Ca me pèse de devoir le reconnaître, mais force est de constater qu'elle m'a contaminée avec son système. Plus que je ne l'aurais cru, et surtout plus que je ne l'aurais voulu.
Quand j'ai commencé ma transition médicale, je savais que les hormones allaient transformer ma libido. Aujourd'hui, j'ai plutôt l'impression qu'elle est quasi-totalement flinguée, mais... est-ce vraiment à cause des hormones? Les femmes aussi éprouvent du désir. Moi, je le fuis. Là aussi, je pense que le problème est plus d'ordre psychologique: je suis mal à l'aise avec mon apparence "hybride", "intersexe" alors hors de question qu'on me touche et je ne peux même pas m'imaginer qu'on le fasse. Sauf lors de ces insomnies, avec l'alcool et quelques artifices vestimentaires et psychologiques. Néanmoins, même dans ce cadre, je suis souvent obligée de me forcer. D'où cette prise de recul aujourd'hui. Au début de cette transition, j'avais espéré, dans mon demi-déni de ce système de fonctionnement, que les hormones feraient disparaître totalement ma libido, ce qui aurait pour conséquence de rendre inutiles, ou à tout le moins de faire perdre de l'intérêt à ces "séances hebdomadaires", ce qui me pousserait à les arrêter et ce qui m'aiderait donc à aller mieux.
Ce n'est pas exactement ce qui s'est passé, mais... nous y sommes malgré tout. Me voilà à remettre en question la pertinence de ces beuveries. L'aspect plaisir? Gênant. L'alcool? A plutôt tendance à me rendre malade. Être moi? Je le suis beaucoup plus tous les jours que je ne l'ai jamais été et ça continue à progresser en ce sens. Plus le temps passe et plus je me demande si, en plus de me foutre en l'air ce qui semble m'arranger à moitié, continuer ces "séances" présente encore un véritable intérêt. Au-delà de cette victimisation absurde.

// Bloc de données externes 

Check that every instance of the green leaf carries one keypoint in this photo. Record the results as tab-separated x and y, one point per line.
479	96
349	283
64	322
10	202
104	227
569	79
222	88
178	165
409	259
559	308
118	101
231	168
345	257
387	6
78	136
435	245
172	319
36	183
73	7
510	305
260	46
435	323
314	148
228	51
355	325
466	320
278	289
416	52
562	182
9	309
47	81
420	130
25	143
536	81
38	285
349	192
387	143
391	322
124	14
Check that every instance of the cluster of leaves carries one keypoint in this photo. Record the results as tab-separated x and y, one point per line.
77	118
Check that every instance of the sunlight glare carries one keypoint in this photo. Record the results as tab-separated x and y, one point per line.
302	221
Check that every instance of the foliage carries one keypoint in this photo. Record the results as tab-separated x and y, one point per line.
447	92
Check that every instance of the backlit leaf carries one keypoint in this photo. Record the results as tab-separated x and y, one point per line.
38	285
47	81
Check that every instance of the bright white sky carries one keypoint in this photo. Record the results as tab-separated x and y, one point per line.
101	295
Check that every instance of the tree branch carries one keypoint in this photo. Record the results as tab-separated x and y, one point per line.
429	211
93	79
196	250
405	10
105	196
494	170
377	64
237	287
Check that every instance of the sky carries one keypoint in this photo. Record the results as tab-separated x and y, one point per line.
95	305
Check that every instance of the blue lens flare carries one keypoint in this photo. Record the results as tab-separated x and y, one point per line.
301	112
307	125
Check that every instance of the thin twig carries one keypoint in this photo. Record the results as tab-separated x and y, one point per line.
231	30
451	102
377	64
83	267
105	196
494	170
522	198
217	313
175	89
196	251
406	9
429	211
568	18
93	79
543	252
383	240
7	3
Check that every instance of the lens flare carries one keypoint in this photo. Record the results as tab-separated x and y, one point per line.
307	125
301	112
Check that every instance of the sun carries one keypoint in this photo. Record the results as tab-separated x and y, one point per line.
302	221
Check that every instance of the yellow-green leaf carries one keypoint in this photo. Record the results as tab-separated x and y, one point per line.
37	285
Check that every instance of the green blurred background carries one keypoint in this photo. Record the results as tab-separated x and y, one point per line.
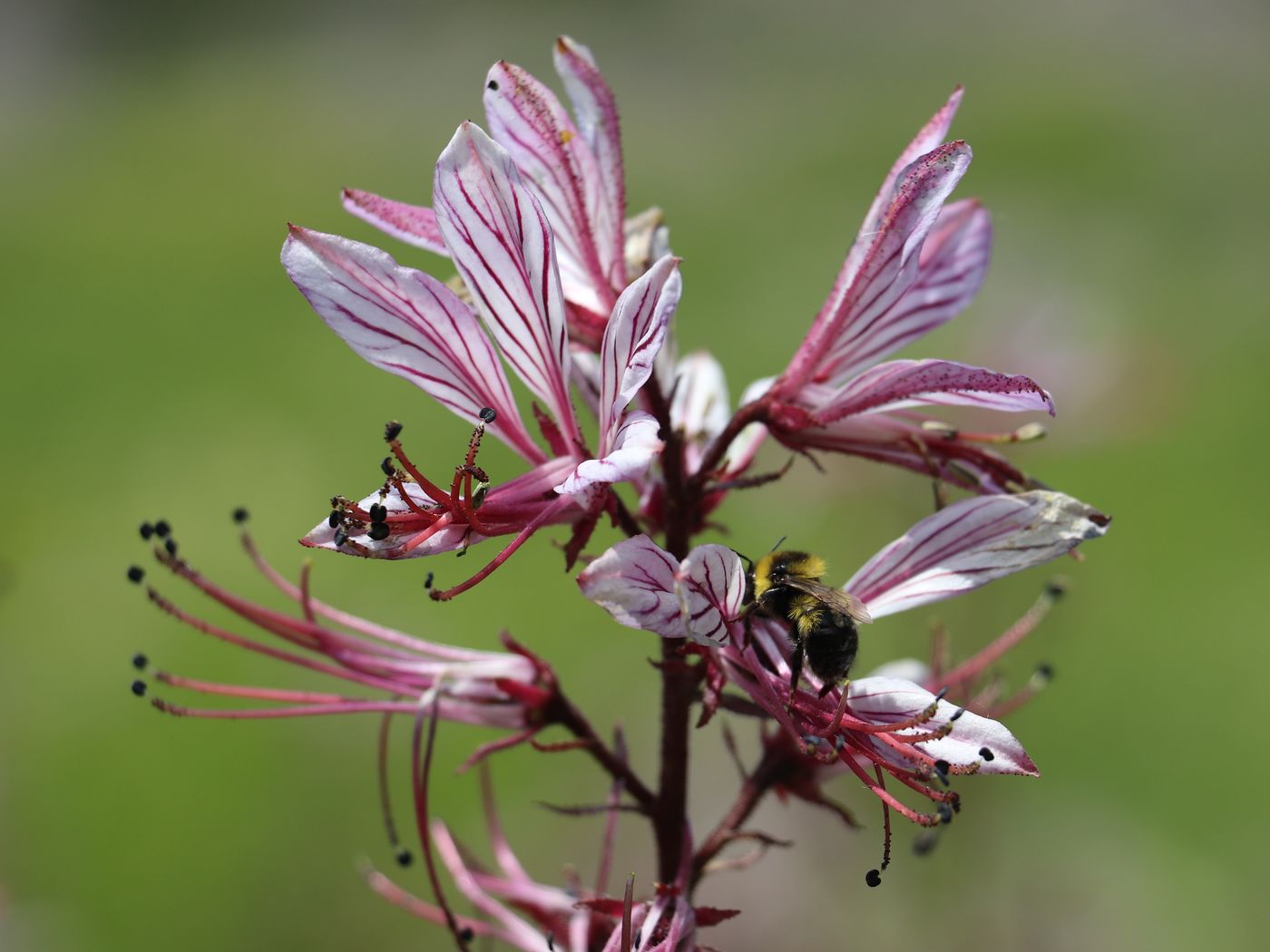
158	364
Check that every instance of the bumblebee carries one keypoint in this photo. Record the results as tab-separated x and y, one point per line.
786	586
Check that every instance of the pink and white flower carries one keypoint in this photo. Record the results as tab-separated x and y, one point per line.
916	263
573	168
409	324
886	723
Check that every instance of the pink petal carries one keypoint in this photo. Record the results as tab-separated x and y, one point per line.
880	700
713	583
405	323
952	264
635	447
529	121
632	339
635	583
899	384
413	224
502	244
886	270
929	139
700	408
972	542
889	440
597	121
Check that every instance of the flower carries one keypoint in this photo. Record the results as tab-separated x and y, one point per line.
914	264
512	691
415	326
574	170
886	724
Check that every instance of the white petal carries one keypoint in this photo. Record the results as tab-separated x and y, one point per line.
632	339
972	739
713	586
634	450
972	542
405	323
700	408
502	244
635	583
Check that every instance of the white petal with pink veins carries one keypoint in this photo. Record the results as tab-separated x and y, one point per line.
713	584
597	122
405	323
635	448
527	120
969	543
632	339
952	264
899	384
973	739
888	268
700	408
502	244
415	225
635	583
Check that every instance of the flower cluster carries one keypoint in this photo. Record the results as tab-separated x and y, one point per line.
561	289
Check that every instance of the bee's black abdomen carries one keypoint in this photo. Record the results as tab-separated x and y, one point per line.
831	647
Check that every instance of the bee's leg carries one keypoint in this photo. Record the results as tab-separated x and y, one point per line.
796	669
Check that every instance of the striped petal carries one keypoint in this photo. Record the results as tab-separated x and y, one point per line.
901	442
529	121
880	700
405	323
644	587
632	338
713	587
635	583
502	244
899	384
929	139
412	224
888	268
635	447
952	264
972	542
597	122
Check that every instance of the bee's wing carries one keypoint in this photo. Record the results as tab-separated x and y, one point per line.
837	599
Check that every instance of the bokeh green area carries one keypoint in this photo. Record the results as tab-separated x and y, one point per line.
158	364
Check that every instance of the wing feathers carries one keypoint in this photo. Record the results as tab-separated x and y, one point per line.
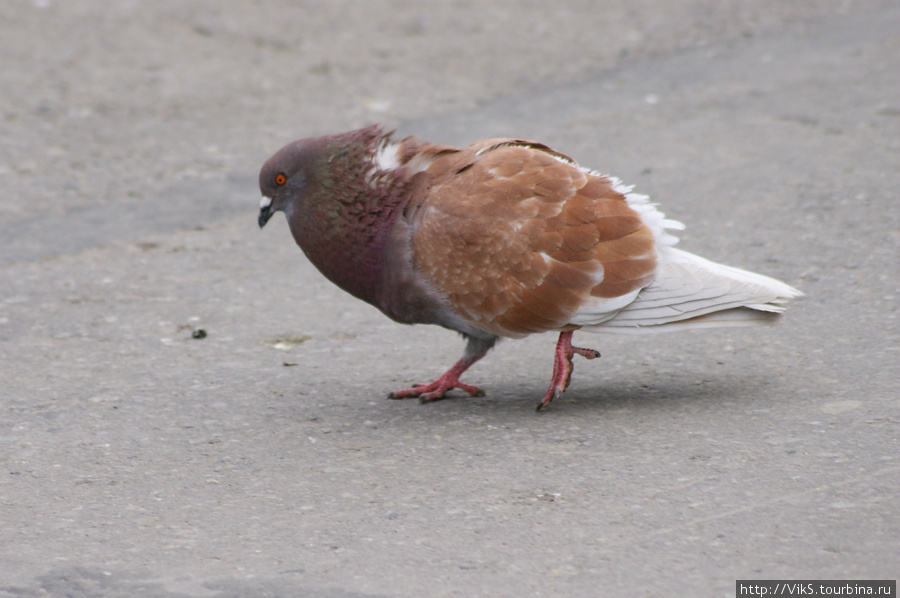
519	240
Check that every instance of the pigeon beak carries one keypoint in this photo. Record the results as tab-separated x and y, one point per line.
265	210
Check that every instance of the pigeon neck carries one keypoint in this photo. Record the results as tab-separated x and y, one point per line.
344	232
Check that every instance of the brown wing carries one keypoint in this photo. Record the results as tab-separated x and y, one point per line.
518	238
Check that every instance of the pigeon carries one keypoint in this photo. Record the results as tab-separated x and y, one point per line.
500	239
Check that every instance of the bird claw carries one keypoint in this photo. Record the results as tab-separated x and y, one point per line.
562	368
436	390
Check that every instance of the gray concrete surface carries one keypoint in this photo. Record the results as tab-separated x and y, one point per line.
264	460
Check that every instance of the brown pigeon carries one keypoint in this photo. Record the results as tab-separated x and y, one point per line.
503	238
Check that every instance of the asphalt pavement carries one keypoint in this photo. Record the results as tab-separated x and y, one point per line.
190	410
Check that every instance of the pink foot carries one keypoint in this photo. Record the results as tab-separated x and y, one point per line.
448	381
562	367
436	390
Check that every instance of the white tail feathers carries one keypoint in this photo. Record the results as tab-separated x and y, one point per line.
692	292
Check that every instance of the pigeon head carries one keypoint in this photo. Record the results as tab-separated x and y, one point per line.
285	177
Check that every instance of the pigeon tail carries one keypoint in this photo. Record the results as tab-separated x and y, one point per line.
692	292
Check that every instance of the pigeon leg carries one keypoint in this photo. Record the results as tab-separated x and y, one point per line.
475	350
562	366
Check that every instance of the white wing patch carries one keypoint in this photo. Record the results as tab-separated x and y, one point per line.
386	157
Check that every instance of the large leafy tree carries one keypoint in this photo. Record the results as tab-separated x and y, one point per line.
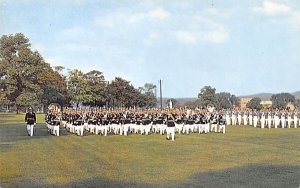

C'est sûr, arrêter comporte un risque, celui de vivre, celui de ne plus avoir d'excuse pour bosser, voir des gens, sortir de mon canapé et même de chez moi. Aujourd'hui, tout ça m'angoisse... parce que nous sommes samedi et que je suis particulièrement crevée, ce qui sera encore le cas demain, lundi, mardi... Il faudra peut-être plusieurs semaines avant de voir la fatigue s'estomper de façon significative. Et là, peut-être que vivre m'angoissera moins, peut-être que des envies vont naître et avec elles l'énergie pour les réaliser. Ou peut-être que je vais céder à la facilité et rester dans ce système de victimisation.
A ceci près que maintenant qu'il est dévoilé, que j'en ai conscience, que je l'ai verbalisé... je ne pourrai plus me plaindre sans vergogne. Faut juste espérer que mon cerveau ne trouve pas de moyen détourné pour me ramener dans ce système, comme m'envoyer dans des situations périlleuses, des relations toxiques, me mettre en danger d'une façon ou d'une autre.
Je comprends d'autant mieux le "pavé dans la mare" de mon psy: est-ce que je ne cherche pas (par ma transition mais pas seulement) à obtenir le statut de victime qui m'a toujours été refusé?... Il faut croire que si. Maintenant, de là à dire que ma transidentité et ma transition sont des stratégies de mon inconscient pour me mettre en situation de me plaindre, il y a un pas que je ne franchirai pas. Il y a des moyens infiniment plus simples de se foutre dans la merde, et j'en sais quelque chose.
J'aurai même plutôt tendance à dire, au vu de ma progression psychologique depuis que j'ai entamé ma transition, et en particulier du présent article, que ce serait plutôt l'inverse, que c'est la partie de moi différente de ma mère qui cherche à sortir de ce système pourri.
L'idée, au départ, c'est justement de tout remettre en question, de tout foutre en l'air pour repartir sur de bonnes bases. Et ça a plutôt l'air de fonctionner.